Nogami, who speaks English well but with a heavy accent and without a lot of confidence, considered Vinci’s words, got up from the table where we were sitting and went back into the kitchen.
Vinci went on to say that his favorite thing in Nogami’s kitchen is the oyako don, a chicken cutlet with egg over rice dish, that loosely translated means “mother and child.”
“It reminds me exactly of what my mom used to make for me back home and I’ve never found anything like that here. You know what you’re used to and you know how you like it, but you can’t always say how you like it,” Vinci said.
Japanese cuisine is rarely spiced and relies on freshness, subtlety, and the artful balance between texture, taste, and presentation (or umami, a word you’ve probably heard). “We taste material itself, including its texture and smell etc. but typical Americans cannot taste it without flavoring or seasoning,” Nakayama said. “Somehow, I guess, sensitivity is too different. We do not dip sushi so deeply in soy sauce, for example.”
Nogami came back with two pieces of tuna (toro) nigiri that looked identical to me. One was American style and the other Japanese style. I tried the American one first. “After you put it in your mouth, after a moment, the fish is gone and the rice is still here,” Nogami said, pointing to his cheeks. “But technically the Japanese people and the sushi, the rice is not too tight. After you put it in your mouth, the rice should break apart. You chew the fish and the rice and fish should finish at the same time,” Nogami said.
The art of sushi is in the rice. Of course, selecting the right piece of fish and cutting it in the right way is paramount. But the addition of vinegar as the rice cools and the way a chef handles the rice…that’s what separates the best from the rest. Japanese dip nigiri sushi fish side down into soy sauce, just a bit. Americans soak their rice in it, so the sushi chefs pack the rice tight, throwing off the balance of textures and flavors.
Masashi Kawasaki is a UVA biology professor originally from Kanagawa and a Miyako loyalist who explained that the Japanese relationship to the chef is also different. A chef is seen as an expert, an MC, a host. “We order ‘omakase’ whenever that’s available. Omakase means literally ‘leave it to the chef,’” Kawasaki said. “The chef, Mr. Nogami in this case, is supposed to cook whatever he feels like cooking with his best ingredients available that day to surprise and satisfy the customers. Mr. Nogami’s omakase dish is always beautiful and delicious and makes us feel special in a way.”

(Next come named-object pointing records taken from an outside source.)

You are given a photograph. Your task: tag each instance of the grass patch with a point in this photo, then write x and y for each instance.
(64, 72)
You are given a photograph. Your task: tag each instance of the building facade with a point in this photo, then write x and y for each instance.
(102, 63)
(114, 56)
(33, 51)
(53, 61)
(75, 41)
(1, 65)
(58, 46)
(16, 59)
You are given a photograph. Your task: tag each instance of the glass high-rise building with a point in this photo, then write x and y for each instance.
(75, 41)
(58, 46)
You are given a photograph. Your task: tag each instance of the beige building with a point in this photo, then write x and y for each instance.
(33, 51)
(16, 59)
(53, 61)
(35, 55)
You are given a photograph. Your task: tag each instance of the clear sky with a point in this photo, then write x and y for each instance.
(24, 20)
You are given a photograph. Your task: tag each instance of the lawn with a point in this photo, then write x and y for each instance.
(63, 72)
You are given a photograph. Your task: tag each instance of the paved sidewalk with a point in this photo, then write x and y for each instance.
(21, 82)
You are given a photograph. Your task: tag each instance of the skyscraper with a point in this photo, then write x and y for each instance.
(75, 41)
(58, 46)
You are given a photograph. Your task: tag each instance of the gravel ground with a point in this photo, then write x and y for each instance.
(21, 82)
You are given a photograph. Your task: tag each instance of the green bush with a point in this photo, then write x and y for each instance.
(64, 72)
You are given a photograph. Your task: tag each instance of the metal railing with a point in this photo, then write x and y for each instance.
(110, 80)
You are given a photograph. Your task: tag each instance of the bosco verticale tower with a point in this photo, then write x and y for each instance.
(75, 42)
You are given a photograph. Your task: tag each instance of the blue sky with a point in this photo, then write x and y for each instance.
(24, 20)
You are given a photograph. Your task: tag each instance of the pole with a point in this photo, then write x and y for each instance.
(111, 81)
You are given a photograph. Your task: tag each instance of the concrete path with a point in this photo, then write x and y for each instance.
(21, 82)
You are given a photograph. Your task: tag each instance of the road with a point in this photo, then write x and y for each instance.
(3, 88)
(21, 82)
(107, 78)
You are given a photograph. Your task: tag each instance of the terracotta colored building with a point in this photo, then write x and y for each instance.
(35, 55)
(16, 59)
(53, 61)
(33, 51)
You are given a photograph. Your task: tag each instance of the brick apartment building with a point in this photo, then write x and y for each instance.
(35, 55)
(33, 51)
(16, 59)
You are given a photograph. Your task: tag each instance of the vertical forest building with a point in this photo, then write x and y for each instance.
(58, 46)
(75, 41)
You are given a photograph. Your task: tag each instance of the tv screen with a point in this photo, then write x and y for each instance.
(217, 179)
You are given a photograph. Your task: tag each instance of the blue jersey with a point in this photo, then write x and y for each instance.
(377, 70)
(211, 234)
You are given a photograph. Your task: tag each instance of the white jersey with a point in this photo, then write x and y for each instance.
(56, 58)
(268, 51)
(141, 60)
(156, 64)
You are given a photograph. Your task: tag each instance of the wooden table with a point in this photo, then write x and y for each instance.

Kawasaki and his wife Yasuko know what it’s like to be hosts. When they moved to town over 20 years ago, there weren’t any other Japanese families in the area. These days, they are the unofficial den parents of the expatriate community. Yasuko ran a Japanese school for almost two decades, and she still teaches the language from her home.
I’ve always felt like the best way to find a good ethnic restaurant is to look at its customers. And then order what the regulars order. So take a tip from Tokyo native Kotaro Maruyama, who moved here with his wife and two children to put in a shift for a wireless company.
“We love pretty much everything at Miyako. From the kitchen, we always order tempura, which is really nice,” Maruyama said. “For sushi, we love sea urchin and bluefin tuna. They are the best and something you can’t experience at any other Japanese restaurant.”